Yayoi Uno Everett: Opera in Flux: Multimodal Narrative and Narrative Agency

Tue, March 1, 2022 1:00 PM at Zoom Webinar

Dr. Yayoi Uno Everett, Professor of Music at the University of Illinois at Chicago, presents a guest lecture at Michigan State University. The event is free, open to the public, and will take place via Zoom Webinar. If you would like to attend, please register here

Lecture Abstract

In Unsettling Opera (2007), David Levin claims that opera has emerged as “an unsettled site of signification,” requiring the audience to attend to a surfeit of competing systems. He argues that operatic performance is intrinsically polylogical and lacks a stable narrative form precisely because the performance text (production elements) may compete with or undermine the opera text (lyrics, music, and stage direction). Moreover, the DVD or high-definition broadcast of opera utilizes filmic devices that shape the viewer’s multimodal experience of narrative in an entirely different manner from attending a staged performance. So how does opera in its remediated form (as film) constrain and/or enrich narrative interpretation? How does music relate to the visual and kinesthetic dimensions of film in shaping narrative? In Annabel Cohen’s Congruence-Associationist Model (CAM), cross-modal processes give priority to congruent structures across audio-visual channels in analyzing film where the music’s primary role is to direct attention to the visual. In contrast, operatic music generates imagistic content that assumes narrative agency on its own terms. As Marylin Boltz claims, “the invoked schemas guide selective attending toward those actions and objects consistent with the adopted interpretation” in formulating narrative meaning. Drawing on concepts introduced by Michel Chion, Gérard Genette, and Robert Hatten as well as models introduced by Mark Johnson and Juan Chattah, I propose a preliminary typology of agential mechanisms that shape the narrative trajectories of recent contemporary operas by John Adams, Kaija Saariaho, Toshio Hosokawa, and Charles Wuorinen.
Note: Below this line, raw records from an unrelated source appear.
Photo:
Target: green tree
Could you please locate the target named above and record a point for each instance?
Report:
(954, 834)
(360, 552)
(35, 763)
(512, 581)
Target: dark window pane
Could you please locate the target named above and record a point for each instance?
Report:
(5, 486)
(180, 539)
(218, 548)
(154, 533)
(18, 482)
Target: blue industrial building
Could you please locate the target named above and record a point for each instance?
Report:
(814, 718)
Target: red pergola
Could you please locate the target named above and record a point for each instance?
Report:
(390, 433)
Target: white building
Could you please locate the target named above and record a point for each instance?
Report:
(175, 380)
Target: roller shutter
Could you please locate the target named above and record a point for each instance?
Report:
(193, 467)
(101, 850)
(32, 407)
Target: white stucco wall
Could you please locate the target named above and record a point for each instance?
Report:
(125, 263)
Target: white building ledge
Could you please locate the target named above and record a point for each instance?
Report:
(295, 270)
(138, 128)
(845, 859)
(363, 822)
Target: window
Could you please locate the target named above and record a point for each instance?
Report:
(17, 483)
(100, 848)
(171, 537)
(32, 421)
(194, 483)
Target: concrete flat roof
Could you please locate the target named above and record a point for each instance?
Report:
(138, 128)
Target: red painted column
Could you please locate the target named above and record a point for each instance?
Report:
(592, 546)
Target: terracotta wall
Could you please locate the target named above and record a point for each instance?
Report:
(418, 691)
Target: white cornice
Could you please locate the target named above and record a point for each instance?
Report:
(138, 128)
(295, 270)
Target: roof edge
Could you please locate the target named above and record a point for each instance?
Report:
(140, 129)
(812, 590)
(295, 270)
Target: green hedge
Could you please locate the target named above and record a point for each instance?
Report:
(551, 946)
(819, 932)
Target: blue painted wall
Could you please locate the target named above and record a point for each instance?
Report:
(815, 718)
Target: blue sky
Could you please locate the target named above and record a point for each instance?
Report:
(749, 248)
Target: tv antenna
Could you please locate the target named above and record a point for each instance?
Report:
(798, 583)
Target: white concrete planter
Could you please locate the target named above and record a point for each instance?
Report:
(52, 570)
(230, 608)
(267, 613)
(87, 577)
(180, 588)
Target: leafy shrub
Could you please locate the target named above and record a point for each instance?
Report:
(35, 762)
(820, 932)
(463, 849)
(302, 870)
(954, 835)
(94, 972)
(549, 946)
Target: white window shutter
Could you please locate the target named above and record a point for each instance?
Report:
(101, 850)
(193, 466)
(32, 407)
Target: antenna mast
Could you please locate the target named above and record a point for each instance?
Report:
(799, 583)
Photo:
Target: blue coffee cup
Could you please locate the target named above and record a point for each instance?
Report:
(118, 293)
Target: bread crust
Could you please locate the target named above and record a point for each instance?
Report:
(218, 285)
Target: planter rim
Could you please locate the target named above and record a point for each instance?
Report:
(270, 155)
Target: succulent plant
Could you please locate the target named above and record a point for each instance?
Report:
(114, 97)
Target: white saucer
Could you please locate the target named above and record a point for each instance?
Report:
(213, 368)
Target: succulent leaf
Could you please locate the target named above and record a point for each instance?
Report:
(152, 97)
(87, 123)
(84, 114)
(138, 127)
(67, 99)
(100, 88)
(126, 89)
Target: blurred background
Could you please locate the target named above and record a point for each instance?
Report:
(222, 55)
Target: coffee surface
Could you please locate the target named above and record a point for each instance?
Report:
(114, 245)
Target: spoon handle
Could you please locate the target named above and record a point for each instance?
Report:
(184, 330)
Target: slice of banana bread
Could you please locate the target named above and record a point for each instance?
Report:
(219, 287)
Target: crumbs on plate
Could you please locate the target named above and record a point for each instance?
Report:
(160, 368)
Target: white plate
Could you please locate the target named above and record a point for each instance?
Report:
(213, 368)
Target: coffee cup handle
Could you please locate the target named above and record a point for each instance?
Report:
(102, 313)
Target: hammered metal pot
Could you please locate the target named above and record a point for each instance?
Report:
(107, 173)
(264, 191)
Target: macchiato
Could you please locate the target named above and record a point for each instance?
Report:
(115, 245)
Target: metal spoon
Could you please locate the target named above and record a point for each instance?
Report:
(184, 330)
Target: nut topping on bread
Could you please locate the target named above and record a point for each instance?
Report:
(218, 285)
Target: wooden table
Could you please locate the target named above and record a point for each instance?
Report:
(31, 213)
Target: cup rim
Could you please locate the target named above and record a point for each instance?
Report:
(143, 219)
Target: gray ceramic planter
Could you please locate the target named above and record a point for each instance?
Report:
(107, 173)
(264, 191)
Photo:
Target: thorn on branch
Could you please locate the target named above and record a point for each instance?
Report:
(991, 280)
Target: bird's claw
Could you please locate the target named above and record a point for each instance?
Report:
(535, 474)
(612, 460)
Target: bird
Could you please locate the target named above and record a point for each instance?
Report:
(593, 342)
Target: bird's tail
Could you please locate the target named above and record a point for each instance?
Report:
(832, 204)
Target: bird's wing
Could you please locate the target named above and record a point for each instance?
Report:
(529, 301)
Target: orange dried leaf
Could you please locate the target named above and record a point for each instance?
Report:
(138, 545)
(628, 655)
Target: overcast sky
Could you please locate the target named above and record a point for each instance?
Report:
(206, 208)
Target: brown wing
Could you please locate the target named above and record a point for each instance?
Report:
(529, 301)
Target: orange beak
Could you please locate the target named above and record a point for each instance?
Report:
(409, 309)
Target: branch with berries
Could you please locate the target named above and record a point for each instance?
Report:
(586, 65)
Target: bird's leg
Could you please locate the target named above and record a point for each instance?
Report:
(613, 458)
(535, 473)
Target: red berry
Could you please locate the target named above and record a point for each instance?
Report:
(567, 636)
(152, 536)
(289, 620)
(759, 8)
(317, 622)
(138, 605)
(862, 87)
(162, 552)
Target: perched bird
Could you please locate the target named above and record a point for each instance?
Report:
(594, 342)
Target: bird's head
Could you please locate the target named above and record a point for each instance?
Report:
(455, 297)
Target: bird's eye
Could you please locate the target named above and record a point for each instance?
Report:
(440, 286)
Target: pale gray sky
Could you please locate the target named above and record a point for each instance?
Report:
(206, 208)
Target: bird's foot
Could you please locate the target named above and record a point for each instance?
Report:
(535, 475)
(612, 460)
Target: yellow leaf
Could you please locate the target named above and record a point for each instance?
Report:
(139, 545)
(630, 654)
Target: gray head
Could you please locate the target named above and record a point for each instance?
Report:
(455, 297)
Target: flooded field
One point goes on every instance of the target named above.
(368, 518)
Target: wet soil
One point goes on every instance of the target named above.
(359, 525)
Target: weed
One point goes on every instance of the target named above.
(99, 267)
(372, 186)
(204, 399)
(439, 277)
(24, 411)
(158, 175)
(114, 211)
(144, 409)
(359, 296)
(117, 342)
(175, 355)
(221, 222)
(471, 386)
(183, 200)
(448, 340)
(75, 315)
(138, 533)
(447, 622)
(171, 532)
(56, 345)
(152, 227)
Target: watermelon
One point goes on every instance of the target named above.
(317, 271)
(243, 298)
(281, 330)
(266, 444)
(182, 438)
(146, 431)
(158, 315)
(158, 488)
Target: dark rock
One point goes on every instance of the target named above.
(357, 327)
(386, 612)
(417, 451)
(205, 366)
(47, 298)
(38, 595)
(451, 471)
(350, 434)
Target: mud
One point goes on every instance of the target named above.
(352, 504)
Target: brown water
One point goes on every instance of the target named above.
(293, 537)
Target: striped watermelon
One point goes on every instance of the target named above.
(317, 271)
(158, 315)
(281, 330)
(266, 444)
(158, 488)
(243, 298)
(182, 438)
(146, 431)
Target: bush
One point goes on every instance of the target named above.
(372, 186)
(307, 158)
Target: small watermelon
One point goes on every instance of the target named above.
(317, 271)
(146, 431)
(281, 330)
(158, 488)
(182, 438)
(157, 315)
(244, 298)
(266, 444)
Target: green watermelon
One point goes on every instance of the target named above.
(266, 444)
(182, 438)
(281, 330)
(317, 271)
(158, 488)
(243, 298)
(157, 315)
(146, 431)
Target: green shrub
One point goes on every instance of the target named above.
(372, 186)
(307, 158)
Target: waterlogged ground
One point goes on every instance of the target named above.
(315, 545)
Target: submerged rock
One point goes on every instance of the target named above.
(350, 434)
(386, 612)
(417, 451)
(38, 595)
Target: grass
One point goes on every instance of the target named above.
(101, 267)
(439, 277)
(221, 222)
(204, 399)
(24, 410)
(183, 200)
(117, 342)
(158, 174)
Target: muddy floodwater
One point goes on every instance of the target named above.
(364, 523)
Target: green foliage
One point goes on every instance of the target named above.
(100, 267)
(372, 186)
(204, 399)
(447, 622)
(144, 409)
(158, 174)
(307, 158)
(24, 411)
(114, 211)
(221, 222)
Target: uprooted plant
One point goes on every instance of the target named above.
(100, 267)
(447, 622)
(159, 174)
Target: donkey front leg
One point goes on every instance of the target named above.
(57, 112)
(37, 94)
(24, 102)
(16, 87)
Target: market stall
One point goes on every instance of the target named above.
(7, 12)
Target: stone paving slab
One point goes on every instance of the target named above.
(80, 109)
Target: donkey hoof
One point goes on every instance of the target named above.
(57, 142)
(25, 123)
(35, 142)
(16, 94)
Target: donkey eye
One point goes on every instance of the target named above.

Toshio Hosokawa, Matsukaze (with choreography by Sasha Waltz, 2017)

Toshio Hosokawa, Matsukaze (with choreography by Sasha Waltz, 2017)

 

Bio

Yayoi Uno Everett is Professor at University of Illinois at Chicago and her research focuses on the analysis of postwar art music, film, and opera from the perspectives of semiotics, multimedia theories, cultural studies, and East Asian aesthetics. Her publications include Reconfiguring Myth and Narrative in Contemporary Opera (2015) and The Music of Louis Andriessen (2006). She is a recipient of fellowships from Bogliasco Foundation, Japan Foundation, and National Endowment for Humanities.